Marx subscreve a visão de Hegel sobre o papel central do trabalho no processo de autoprodução da humanidade, o que transparece nos seus textos posteriores, nos quais desenvolve seu materialismo histórico. Ademais, Hegel incorpora a história da humanidade na sua dialética, o que redunda em pensar a identidade do homem como algo coletivo, genérico (1993, p. 257). Observe-se que Marx ainda não abandonou o ser genérico feuerbachiano neste momento – enxergando em Hegel, inclusive, “a emergência da consciência genérica” (1993, p. 257).
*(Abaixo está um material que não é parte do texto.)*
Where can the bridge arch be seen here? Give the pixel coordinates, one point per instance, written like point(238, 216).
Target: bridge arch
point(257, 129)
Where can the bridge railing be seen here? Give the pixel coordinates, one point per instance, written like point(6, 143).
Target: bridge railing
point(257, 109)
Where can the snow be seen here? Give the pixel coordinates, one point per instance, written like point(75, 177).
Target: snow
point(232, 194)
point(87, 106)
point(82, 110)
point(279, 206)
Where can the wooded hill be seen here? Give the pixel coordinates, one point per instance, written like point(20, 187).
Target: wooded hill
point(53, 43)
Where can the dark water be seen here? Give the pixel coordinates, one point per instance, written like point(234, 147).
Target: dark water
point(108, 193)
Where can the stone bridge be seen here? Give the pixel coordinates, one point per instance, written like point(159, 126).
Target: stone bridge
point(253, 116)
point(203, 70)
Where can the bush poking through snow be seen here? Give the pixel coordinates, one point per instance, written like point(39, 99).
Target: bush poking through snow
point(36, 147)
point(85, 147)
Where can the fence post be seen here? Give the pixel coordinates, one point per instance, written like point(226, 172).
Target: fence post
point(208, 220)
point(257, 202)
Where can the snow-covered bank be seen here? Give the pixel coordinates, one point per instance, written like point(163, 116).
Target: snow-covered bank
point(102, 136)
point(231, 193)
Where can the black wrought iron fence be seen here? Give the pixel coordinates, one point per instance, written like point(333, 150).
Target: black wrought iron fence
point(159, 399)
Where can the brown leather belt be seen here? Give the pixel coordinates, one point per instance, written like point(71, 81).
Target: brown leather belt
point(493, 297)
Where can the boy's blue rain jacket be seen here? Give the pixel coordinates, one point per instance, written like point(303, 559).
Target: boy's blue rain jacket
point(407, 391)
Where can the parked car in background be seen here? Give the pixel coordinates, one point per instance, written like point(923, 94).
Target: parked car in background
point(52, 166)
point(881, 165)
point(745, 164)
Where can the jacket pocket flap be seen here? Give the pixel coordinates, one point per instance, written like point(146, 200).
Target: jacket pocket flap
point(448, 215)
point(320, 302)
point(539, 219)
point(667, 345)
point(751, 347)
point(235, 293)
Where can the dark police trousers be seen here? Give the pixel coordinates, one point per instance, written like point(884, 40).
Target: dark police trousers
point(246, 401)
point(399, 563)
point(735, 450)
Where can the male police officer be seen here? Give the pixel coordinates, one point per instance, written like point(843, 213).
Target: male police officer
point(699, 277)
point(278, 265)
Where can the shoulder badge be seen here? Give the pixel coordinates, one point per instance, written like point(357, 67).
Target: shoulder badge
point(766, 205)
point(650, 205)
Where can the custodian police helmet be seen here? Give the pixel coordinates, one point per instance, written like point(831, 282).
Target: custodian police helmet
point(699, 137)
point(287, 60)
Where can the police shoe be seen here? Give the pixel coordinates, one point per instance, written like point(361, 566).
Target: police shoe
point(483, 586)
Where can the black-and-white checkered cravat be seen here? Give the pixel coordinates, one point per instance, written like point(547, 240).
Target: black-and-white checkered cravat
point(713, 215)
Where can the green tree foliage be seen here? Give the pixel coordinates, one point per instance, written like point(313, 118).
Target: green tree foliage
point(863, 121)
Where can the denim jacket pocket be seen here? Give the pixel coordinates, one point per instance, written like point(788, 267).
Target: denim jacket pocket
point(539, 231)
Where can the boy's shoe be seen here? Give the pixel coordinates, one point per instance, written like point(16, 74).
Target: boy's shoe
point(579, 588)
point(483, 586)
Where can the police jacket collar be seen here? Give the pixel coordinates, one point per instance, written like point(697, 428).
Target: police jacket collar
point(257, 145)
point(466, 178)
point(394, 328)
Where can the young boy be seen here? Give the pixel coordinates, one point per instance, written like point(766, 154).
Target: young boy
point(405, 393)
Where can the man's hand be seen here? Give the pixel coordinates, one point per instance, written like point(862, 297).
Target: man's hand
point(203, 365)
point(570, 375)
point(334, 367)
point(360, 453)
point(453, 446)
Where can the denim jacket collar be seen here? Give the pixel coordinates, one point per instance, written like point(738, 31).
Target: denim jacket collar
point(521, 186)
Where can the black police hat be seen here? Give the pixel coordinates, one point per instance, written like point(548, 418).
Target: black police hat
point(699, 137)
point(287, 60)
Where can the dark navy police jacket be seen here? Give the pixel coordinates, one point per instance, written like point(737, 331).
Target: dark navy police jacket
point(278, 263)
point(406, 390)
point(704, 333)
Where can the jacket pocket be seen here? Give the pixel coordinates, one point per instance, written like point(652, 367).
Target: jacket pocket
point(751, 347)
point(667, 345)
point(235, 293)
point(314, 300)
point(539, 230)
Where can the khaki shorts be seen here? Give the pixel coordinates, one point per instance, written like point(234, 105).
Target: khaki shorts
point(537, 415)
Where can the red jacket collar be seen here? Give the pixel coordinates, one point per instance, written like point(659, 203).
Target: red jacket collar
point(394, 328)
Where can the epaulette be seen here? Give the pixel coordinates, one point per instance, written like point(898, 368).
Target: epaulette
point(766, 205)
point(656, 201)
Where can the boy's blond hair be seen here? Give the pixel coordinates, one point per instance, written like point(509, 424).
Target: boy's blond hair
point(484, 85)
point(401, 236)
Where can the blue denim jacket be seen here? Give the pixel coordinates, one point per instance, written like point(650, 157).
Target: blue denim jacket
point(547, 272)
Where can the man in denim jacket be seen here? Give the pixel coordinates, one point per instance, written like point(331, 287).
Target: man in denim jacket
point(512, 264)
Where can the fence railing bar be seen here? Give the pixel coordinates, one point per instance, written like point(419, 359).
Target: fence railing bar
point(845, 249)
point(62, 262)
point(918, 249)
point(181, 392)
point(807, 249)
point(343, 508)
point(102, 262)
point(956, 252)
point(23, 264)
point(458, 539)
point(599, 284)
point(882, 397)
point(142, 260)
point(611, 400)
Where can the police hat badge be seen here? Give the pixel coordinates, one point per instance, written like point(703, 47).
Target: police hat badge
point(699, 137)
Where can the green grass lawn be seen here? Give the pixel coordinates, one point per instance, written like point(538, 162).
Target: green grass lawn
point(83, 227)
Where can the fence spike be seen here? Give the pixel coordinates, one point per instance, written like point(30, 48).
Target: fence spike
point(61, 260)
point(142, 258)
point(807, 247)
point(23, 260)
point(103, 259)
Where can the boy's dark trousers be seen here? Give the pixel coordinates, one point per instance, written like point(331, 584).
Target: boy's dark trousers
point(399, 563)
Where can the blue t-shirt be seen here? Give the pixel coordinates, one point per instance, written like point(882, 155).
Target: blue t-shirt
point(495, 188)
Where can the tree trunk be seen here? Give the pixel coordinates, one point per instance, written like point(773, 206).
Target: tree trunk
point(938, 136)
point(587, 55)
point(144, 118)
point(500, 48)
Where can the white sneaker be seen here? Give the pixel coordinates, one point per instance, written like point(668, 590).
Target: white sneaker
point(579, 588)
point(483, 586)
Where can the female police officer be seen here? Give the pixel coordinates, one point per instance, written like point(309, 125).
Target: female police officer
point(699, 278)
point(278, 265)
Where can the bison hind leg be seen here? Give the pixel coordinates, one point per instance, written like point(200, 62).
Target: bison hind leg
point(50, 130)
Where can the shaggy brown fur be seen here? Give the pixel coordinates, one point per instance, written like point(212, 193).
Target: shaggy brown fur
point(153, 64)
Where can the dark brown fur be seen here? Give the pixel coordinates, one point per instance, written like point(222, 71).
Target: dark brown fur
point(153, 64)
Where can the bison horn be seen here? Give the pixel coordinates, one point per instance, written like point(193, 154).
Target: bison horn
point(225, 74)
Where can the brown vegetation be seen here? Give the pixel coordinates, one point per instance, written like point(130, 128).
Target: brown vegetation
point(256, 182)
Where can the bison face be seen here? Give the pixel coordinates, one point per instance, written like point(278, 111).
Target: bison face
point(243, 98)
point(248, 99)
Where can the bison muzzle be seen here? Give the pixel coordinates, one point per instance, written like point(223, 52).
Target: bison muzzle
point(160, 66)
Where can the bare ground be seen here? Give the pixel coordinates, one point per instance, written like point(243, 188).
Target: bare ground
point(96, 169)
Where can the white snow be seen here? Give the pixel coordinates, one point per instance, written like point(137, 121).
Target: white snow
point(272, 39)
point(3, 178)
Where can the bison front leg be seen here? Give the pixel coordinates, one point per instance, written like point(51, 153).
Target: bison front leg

Entretanto, ao situar esse processo de gênese do ser humano no terreno abstrato da Ideia, Hegel não põe o homem real como sujeito da sua filosofia, e sim o Espírito Absoluto (1993, p. 257), como se esse espírito precedesse o próprio homem. Retomando o raciocínio feuerbachiano, se o que se observa é a subjetivação de algum predicado do gênero humano, consequentemente aquele sujeito anterior – o homem real – é arrastado para a condição de objeto.
A respeito da categoria do Espírito Absoluto – abstrata, autoconsciente e sobre-humana-, Marx afirma que ela corresponde ao “espírito do mundo alienado, pensante dentro dos limites da sua auto-alienação” (1993, p. 242). Ou seja, a dialética hegeliana opera no interior da alienação que ela também reproduz, malgrado fornecer os instrumentos necessários para a sua superação.
REFERÊNCIAS
FEUERBACH, Ludwig. A essência do cristianismo. Tradução José da Silva Brandão. Campinas: Papirus, 1988;
MARX, Karl. Crítica da filosofia do direito de Hegel. 3ª ed. Tradução Rubens Enderle e Leonardo de Deus. São Paulo: Boitempo, 2013;
________. Manuscritos económico-filosóficos. Tradução Artur Morão. Lisboa: Edições 70, 1993;
________. O Capital – livro I: O processo de produção do capital. Tradução Rubens Enderle. São Paulo: Boitempo, 2014;
MASCARO, Alysson Leandro. Filosofia do direito. São Paulo: Atlas, 2010;
NAVES, Márcio Bilharinho. Marx - Ciência e Revolução. 2ª ed. São Paulo: Quartier Latin, 2008.